Shelby, speaking at a press conference outlining Republican concerns about the financial regulatory overhaul, said that the bill violated Americans’ privacy rights by allowing the government to collect any financial information from any financial firm.
“I’m sure the ACLU – because we’ve heard from them – and others are looking at this very closely. I believe that it violates a lot of people’s privacy,” Shelby said.
Shelby added that Republicans would offer amendments that would attempt to “surgically strike” such objectionable provisions.
Republicans’ privacy concerns stem from the new information-gathering authorities the bill would give to the federal government, allowing it collect any information, including records from Automatic Teller Machines (ATM) and the addresses of depositors, from any financial institution at any time.
One such entity, the Office of Financial Research, is empowered to collect “any data or information” from any financial organization or federal regulator. One of those regulators, Shelby pointed out, would be the Bureau of Consumer Financial Protection (BCFP), which is empowered to collect a person’s ATM receipts and the addresses of depositors.
“The Democrats’ new bureaucracy poses a threat to our privacy,” Shelby said, “Under section 1022 of their bill, the new bureau would collect any information it chooses from businesses and consumers including personal characteristics and financial information.
“Individuals could be required to provide the new agency with written answers--under oath--to any question posed by the bureau regarding their personal financial information.”
This information along with all other information collected by federal financial regulators can be used by the Office of Financial Research to monitor the entire financial system for so-called systemic risk.
The Office of Financial Research would serve as the brains behind the Financial Stability Council, which may request “the submission of any data and information” from either the office or another regulator like the BCFP.
“The Office may, on behalf of the Council, require the submission of periodic and other reports from any financial company for the purpose of assessing the extent to which a financial activity or financial market in which the financial company participates, or the financial company itself, poses a threat to the financial stability of the United States,” says the bill.
If banks don’t comply, they can be subpoenaed by the director of the Financial Stability Council.

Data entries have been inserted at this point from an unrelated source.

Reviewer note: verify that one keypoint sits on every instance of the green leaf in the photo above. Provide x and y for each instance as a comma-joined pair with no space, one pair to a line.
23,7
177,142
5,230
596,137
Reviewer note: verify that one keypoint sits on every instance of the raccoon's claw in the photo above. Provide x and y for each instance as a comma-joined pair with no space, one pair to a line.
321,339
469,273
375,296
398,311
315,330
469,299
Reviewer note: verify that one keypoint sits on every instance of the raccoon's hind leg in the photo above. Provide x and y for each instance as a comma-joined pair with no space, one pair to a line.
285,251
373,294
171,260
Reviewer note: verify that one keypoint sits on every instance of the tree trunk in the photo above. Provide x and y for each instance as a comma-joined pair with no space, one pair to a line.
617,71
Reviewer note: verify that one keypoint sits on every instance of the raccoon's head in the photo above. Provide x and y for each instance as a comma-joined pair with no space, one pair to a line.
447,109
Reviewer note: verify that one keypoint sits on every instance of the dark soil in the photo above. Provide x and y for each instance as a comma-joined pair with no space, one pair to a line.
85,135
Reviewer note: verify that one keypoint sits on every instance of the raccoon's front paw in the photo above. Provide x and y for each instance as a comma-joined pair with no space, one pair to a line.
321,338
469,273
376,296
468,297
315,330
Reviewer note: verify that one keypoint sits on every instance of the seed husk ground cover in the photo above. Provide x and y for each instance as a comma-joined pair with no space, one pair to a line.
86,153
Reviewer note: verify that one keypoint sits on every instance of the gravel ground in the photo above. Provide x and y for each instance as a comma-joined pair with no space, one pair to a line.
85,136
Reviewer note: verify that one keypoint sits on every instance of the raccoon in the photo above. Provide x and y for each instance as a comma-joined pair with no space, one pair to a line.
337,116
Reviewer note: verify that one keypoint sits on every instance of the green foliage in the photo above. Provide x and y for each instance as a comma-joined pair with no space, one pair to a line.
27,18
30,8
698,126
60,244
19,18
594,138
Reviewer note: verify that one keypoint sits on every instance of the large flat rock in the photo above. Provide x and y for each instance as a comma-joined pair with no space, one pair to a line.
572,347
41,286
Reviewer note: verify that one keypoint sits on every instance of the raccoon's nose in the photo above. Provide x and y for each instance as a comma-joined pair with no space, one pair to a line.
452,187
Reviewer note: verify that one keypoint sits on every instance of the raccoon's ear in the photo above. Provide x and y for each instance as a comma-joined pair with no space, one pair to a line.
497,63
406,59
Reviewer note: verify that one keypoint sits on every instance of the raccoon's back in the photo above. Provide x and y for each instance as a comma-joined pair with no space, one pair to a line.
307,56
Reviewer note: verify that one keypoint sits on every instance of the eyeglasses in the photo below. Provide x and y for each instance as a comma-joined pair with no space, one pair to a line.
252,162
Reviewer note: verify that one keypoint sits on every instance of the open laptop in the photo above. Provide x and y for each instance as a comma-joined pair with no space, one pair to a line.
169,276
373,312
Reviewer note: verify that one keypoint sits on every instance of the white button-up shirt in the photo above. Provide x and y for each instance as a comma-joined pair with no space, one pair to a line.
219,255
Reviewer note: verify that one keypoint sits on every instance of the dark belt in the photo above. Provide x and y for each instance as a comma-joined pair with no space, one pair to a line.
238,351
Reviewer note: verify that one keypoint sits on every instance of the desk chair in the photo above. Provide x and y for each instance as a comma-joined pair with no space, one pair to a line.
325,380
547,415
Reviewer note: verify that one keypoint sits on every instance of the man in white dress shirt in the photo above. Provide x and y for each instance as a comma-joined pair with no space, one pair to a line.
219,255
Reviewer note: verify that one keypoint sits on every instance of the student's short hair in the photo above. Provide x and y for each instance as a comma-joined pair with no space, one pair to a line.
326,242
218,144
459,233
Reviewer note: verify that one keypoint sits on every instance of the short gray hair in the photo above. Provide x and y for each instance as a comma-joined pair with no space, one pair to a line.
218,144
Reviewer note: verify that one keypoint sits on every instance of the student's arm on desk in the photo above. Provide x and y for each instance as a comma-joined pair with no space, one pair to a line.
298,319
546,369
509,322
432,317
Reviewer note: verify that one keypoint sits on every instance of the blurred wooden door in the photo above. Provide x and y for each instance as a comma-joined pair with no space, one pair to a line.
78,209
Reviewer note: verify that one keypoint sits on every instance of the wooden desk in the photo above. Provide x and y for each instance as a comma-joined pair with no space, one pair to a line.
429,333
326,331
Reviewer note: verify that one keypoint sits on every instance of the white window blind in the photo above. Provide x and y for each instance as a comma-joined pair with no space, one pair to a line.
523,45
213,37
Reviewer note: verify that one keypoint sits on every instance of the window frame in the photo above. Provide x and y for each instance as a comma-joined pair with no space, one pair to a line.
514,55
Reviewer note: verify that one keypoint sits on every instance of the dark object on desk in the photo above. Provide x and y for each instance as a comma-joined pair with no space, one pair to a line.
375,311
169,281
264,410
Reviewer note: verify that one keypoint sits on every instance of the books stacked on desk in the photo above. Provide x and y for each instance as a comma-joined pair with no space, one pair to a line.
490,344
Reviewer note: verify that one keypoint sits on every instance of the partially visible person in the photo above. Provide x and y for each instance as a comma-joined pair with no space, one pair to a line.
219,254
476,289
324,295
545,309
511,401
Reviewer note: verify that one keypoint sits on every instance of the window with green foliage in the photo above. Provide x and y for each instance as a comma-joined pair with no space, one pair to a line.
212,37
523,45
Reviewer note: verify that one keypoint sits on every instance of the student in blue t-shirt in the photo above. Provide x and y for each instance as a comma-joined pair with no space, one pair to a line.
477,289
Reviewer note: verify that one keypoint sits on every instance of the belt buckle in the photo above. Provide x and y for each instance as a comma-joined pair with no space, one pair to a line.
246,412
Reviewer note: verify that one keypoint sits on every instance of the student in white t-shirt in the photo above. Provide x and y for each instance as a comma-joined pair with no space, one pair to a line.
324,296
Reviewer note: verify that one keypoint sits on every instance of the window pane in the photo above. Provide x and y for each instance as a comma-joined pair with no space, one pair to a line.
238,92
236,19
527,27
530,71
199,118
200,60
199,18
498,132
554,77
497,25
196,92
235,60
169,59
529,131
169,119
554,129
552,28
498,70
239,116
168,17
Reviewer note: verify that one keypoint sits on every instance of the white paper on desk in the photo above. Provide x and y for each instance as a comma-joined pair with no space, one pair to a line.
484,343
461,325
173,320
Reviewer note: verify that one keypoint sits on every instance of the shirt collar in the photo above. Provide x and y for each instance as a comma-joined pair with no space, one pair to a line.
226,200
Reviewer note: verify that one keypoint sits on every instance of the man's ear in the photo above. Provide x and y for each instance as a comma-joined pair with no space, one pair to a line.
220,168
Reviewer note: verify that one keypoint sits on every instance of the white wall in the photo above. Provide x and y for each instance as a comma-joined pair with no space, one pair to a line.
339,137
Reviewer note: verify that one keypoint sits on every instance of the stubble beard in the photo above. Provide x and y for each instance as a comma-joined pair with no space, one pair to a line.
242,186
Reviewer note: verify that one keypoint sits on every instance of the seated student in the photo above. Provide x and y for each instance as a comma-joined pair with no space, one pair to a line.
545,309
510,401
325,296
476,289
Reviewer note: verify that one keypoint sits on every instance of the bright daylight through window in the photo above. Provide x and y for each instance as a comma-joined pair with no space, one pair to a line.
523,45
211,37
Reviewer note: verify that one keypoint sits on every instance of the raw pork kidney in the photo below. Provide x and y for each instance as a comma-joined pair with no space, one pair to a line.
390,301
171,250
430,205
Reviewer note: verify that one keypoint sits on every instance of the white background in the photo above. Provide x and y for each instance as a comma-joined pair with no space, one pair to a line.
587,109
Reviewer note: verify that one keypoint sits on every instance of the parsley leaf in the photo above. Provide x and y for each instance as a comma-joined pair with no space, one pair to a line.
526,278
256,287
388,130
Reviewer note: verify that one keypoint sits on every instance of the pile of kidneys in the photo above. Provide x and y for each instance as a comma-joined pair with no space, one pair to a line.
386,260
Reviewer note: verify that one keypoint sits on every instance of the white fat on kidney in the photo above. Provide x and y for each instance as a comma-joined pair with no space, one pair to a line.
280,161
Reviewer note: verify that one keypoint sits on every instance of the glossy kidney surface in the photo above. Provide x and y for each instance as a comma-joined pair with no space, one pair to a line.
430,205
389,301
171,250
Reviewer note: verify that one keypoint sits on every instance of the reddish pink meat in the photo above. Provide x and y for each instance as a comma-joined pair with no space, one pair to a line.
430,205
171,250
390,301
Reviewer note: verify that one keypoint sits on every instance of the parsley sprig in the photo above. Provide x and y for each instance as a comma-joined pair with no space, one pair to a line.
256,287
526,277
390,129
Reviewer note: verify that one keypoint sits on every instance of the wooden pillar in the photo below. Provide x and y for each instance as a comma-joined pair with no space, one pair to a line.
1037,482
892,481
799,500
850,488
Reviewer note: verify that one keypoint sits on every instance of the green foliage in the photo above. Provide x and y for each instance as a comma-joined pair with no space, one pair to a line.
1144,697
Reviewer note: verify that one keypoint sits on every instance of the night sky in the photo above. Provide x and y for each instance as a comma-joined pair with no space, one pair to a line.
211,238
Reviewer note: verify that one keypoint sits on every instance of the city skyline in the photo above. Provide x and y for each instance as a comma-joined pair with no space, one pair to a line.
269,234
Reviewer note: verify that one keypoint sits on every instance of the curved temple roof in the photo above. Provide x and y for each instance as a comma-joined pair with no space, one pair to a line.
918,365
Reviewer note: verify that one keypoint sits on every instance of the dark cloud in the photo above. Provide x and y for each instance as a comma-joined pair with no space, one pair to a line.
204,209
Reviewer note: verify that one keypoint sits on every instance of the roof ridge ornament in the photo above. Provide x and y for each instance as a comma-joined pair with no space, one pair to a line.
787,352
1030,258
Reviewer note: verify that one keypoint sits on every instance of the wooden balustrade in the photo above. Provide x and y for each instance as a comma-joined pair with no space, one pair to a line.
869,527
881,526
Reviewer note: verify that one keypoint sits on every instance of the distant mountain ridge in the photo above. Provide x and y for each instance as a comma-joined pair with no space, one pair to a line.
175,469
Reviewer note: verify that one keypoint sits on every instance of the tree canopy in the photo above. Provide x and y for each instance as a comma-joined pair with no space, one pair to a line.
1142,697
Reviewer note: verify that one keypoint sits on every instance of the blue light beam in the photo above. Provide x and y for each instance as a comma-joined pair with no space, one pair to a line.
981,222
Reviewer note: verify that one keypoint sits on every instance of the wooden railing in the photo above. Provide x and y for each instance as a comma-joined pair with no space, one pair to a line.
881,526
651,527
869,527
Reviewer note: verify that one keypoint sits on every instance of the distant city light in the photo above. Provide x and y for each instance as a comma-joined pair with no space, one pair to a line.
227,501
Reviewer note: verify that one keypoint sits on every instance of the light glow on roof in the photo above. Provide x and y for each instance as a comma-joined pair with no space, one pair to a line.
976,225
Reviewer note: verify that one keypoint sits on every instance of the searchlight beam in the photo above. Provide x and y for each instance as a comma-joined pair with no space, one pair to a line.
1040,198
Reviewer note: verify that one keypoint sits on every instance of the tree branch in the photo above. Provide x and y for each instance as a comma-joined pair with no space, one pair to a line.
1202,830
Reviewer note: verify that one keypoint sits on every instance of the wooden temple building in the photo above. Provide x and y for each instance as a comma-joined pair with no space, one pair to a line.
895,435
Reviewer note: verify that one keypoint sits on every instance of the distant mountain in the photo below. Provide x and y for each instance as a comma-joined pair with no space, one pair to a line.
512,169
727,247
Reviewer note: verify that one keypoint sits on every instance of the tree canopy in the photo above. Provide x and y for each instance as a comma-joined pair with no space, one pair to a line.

Democrats saw no problem with the broad information-collecting powers in their bill. Sen. Jack Reed (D-R.I.) said that there “wasn’t any 4th Amendment issue” in allowing the government to collect any financial data it wants.
The 4th Amendment protects against “unreasonable searches and seizures” by the government. Reed said that the nation “desperately” needs to have the government monitoring the inner workings of the financial industry, arguing that if government couldn’t collect any information it thought it needed, regulators would be “flying in the dark.”
Sen. Bob Casey (D-Pa.) told CNSNews.com that if privacy issues arose as a result of the new collection powers, then Congress would deal with them at that time.
“I agree [with Reed]. I don’t see it,” Casey said. “If we get a bill passed, and it gets implemented and an issue arises that someone believes is an infringement on privacy, we’d certainly consider that and analyze that.”
CNSNews.com pressed Casey about exactly what activities would be prevented under the bill, pointing out that fraud is already illegal under federal law. Casey could not name any specific banking practice that the new bill would put a stop to or protect consumers from.
“The principle benefit of it is [that] it will hold firms, entities, and individuals accountable on Wall Street that have been allowed to run wild for a long time,” Casey said.